Quote:
Originally Posted by
comfynumb 
Yes iTunes downloads are ACC. I'm more concerned with ripping my cd's than the downloads. I also have NERO, which I don't use much, but I can rip them to FLAC in that program. I read that too, my only problem was the cd's I ripped in iTunes the past couple of years showed up in the 93, but wouldn't play them. I think it's called apple lossless. Weird but I had to convert them to play.
CDs effectively store the songs as wav files on the disc: ripping them to wav or FLAC is lossless and the quality of either will be identical to that which is on the CD.
If iTunes provides songs as AAC (a lossy compression), then they have taken those original wav files from the CD and compressed them, throwing away some quality in the process, which you can never get back. AAC is similar to mp3 in this respect. Converting AAC or mp3 to wav or FLAC will never equal the quality of the original wav files on the CD and is sort of pointless, unless AAC or mp3 is not supported in the player and wav or FLAC is.
Apple also has their own version of FLAC called ALAC. It is possible to convert between wav, FLAC and ALAC without any loss of quality.

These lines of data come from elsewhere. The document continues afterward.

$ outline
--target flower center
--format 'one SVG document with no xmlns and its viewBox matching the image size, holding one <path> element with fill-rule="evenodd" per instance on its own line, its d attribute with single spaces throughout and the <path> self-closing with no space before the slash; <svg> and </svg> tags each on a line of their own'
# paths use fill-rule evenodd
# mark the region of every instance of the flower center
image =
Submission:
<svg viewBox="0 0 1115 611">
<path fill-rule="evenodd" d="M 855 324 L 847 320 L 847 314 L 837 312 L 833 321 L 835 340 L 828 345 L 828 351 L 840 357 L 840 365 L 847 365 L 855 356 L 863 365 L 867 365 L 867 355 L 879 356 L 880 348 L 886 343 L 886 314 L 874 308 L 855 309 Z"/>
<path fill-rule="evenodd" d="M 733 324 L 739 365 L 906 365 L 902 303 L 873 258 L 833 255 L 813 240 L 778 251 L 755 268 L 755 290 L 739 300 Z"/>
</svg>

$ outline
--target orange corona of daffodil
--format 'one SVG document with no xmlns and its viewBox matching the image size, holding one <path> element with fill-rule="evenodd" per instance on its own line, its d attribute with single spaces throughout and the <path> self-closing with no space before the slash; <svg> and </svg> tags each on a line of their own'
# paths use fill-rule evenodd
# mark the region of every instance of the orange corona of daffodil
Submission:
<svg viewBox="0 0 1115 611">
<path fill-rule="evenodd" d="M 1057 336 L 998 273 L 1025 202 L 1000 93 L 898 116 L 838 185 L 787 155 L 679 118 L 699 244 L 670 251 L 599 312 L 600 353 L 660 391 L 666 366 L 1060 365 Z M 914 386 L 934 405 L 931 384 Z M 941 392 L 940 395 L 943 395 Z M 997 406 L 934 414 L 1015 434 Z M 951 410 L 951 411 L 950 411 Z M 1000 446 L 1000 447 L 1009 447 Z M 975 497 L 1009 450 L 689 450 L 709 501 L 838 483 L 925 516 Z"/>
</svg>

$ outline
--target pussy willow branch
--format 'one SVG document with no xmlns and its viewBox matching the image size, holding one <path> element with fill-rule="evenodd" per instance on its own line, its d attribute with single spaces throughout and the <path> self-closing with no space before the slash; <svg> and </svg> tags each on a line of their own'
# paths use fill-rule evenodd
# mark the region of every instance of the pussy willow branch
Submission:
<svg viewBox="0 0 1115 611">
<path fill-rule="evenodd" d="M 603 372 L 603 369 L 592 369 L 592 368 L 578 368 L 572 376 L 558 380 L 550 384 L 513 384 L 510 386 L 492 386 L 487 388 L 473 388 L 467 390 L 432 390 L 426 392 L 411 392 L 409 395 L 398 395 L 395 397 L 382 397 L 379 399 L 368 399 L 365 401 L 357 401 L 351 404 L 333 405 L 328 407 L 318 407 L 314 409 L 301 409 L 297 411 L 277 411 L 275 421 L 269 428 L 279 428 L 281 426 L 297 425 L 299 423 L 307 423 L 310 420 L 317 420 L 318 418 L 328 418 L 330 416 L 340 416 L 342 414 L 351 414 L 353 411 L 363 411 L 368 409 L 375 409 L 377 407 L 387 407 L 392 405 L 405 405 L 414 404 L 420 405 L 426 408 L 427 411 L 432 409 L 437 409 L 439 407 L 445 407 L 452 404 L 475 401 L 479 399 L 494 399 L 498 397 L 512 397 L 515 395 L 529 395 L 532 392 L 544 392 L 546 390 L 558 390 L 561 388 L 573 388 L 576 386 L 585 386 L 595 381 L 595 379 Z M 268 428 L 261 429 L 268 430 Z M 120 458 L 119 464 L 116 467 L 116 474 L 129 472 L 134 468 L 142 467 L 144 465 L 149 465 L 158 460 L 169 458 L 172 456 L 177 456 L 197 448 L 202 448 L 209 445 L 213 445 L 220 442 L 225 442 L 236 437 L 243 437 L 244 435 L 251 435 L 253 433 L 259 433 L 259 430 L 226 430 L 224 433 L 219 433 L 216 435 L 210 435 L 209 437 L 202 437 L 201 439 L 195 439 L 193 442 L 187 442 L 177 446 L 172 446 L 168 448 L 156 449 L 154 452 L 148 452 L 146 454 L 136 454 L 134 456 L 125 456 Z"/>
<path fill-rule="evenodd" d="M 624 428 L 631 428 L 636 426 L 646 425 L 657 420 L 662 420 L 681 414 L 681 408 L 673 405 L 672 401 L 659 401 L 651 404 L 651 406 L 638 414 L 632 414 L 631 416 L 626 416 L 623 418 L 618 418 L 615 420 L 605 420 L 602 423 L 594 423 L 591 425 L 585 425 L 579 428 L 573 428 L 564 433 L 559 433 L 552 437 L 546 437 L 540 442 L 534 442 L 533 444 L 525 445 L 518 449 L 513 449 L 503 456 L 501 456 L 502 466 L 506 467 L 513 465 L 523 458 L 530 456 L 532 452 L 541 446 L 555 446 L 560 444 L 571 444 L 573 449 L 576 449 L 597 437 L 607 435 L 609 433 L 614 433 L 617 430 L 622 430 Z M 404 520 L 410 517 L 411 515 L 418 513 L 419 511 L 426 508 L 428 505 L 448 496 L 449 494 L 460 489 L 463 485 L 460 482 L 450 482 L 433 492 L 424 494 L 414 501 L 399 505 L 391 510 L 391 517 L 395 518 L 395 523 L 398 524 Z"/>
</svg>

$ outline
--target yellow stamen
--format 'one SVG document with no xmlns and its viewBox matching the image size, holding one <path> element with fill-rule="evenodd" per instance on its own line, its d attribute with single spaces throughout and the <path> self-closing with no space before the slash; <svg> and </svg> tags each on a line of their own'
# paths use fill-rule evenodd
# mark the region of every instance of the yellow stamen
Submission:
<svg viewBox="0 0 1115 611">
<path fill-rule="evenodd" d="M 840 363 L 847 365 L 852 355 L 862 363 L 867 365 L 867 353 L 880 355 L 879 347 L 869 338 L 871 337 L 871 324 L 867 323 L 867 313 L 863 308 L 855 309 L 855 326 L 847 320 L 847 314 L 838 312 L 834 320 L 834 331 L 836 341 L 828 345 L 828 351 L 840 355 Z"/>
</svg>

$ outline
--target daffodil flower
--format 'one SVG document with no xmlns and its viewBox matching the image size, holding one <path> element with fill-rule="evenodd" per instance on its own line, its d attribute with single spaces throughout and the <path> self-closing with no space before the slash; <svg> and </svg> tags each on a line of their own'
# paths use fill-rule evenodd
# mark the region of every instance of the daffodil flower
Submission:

The problem with downloading any file is that you never know whether any filtering was performed on the original wav files from the CD before it was output to FLAC, ALAC, wav, etc. Although improbable and pointless, it is technically possible to rip a CD to mp3, convert the mp3 to wav and then convert the wav to ALAC or FLAC: although the output format is lossless, it does not tell you the quality of the data inside it, only that it reproduces that quality without further loss. Just as Bluray is a technically high quality format, it doesn't stop the studios from issuing a crap encode in that format, compared to the original film frames.
I guess the Oppo 93 does not support ALAC, so for playability you could convert them to wav or FLAC without additional quality loss.